According to your problem description, and the model’s premises, it is assumed that your dependent variable has a Poisson distribution. Nevertheless, you have applied a Inverse-Logit linking-function to your Poisson distribution.

The Poisson distribution usually has an Exponent (and its inverse, a Log) linking-function for effectively connecting the linear terms (B*X + A) to the E(Y).

Is there any particular reason for why you are using this other linking-function in your model?

Sincerely,

Here I would like to open my previous question to a broader understanding of the PYMC3 library.

I would like to know is the following: once one has defined which family distribution to use (in this post case, the Poisson distribution), should the likely function be defined in terms of the inverse of the linking-function, or itself?

For instance, for the current problem (the Poisson distribution), I wonder whether one should use the Exponent of the dot product of matrices B and X (betas and feature matrix, respectively); or the Log of this dot product.

Sincerely

You should use a function that sends the numbers your model generates to a domain that satisfies the constraints of the likelihood function. Don’t get too caught up on names. The logit function (or log-odds function) sends (0,1) \to \mathbb R, while inverse logit (or expit, or sigmoid, or standard logistic) sends \mathbb R \to (0, 1). As you can see, the names are all terrible. Better to focus on what they do. Are you producing numbers between 0 and 1 and you need to get real values? Use logit. Are you producing real numbers and need to constrain them to be between 0 and 1? Use sigmoid (inverse logit, whatever).

The same can be said of log and exp. Log sends \mathbb R^+ \to \mathbb R, while exp sends \mathbb R \to \mathbb R^+. You need to think about what your needs are and reach for the right tool.

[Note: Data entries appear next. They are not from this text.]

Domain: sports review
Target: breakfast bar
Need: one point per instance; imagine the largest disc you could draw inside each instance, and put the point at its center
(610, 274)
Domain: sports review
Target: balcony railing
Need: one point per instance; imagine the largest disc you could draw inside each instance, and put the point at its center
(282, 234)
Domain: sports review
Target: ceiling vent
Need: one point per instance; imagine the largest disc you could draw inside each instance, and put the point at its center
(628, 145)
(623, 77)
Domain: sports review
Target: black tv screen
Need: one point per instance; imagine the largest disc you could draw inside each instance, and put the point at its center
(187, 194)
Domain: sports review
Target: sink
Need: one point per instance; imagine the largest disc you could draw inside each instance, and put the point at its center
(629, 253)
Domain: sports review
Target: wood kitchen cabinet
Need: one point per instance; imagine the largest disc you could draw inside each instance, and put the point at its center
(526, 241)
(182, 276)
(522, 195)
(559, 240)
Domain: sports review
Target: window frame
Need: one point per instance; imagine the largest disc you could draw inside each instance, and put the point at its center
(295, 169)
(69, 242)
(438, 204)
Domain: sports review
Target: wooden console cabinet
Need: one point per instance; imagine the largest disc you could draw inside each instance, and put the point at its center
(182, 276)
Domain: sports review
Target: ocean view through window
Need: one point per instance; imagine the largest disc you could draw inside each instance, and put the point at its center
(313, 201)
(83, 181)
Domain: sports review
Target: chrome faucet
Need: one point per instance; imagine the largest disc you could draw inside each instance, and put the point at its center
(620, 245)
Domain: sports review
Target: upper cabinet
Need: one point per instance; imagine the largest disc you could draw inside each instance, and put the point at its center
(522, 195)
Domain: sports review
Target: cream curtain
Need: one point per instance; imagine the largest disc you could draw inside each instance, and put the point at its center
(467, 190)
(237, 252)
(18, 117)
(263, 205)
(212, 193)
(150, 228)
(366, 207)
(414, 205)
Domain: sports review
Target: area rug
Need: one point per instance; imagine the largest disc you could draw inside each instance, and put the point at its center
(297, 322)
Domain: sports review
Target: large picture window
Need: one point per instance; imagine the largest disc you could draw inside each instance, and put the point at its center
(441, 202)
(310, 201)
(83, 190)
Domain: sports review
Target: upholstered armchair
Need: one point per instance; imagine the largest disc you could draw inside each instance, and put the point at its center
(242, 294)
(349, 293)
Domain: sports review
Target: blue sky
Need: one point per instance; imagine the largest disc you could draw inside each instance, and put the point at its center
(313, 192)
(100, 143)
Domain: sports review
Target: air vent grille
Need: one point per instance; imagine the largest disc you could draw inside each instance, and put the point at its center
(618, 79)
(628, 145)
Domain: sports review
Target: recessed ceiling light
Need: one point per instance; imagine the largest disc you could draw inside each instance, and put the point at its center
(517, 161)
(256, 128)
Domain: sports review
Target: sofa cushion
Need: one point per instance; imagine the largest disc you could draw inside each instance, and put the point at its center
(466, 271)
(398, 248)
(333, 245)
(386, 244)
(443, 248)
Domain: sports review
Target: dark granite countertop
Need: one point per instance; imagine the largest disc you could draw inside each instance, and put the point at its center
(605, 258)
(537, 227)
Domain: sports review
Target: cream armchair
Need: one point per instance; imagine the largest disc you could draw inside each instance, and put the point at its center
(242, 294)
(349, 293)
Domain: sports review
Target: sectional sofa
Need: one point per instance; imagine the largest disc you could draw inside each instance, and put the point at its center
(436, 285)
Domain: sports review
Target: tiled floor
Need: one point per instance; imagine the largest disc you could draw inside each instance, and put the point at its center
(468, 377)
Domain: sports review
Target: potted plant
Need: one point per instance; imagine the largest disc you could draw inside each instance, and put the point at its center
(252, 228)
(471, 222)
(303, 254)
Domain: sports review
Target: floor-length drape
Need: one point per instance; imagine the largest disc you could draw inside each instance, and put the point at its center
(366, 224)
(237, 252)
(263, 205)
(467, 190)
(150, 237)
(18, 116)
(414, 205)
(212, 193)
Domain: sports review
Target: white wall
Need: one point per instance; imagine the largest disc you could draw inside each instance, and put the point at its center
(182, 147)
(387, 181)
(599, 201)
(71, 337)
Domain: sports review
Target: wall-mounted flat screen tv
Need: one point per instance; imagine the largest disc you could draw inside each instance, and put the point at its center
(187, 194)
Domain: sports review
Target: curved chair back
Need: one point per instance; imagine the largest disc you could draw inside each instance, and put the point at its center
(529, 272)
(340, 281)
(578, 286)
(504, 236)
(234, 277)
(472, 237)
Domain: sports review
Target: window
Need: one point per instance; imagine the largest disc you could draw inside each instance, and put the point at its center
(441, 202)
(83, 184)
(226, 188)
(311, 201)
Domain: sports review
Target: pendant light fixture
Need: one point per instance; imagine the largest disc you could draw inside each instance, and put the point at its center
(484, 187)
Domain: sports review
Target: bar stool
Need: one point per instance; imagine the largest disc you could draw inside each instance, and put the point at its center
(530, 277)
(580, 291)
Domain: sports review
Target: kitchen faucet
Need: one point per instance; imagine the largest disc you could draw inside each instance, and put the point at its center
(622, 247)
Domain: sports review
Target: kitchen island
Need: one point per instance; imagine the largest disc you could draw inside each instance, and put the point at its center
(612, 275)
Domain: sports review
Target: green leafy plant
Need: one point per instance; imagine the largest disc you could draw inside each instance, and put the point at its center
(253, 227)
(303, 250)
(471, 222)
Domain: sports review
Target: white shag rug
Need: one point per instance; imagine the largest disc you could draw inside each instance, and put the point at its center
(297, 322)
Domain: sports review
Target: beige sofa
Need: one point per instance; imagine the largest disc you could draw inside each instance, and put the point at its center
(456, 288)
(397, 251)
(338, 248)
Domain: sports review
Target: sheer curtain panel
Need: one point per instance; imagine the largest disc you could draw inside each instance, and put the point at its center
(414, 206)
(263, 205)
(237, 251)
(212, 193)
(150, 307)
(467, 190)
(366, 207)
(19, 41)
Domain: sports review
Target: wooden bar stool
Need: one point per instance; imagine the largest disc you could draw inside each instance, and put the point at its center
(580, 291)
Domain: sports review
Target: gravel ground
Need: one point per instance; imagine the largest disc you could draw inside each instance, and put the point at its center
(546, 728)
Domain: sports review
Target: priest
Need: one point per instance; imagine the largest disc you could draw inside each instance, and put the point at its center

The rate parameter \lambda of a Poisson must be strictly positive. If you use \lambda = \log({X\beta}), you will have \lambda <0 for any elements X\beta < 1, which will cause the sampler to error out. Unless you have a very good reason, and you’re positive (pun intended?) that X\beta is never less than 1, you should just use an exponential function.

Dear Jessegrabowski,

Thank you for your reply. Nevertheless, it is still unclear to me S-Morten’s decision for this problem at hand.

Since, in his/her case, the data is mostly countable (Poisson distributed), and the Poisson distribution assumes an Exponential linking function for the linear terms, I see no reason for applying an InverseLogit function for his/her likelihood function. As you well described, the constraints of the problem at hand should be strictly positive, from \mathbb{R} → (0, +inf). Therefore, by applying the InverseLogit function, the problem will be constrained to \mathbb{R} → (0, 1), a subset of the original broader Domain of \mathbb{R}.

With respect to the parameter \lambda, depending on the implementation of each statistical package, it is common practice to usually define the inverse of the linking function to the likelihood function (in order to facilitate the integration steps); this is the reason for this original question. Regardless, I see now that we must actually provide the linking function to the Likelihood-function, here in PYMC. If I got it wrong here, please let me know.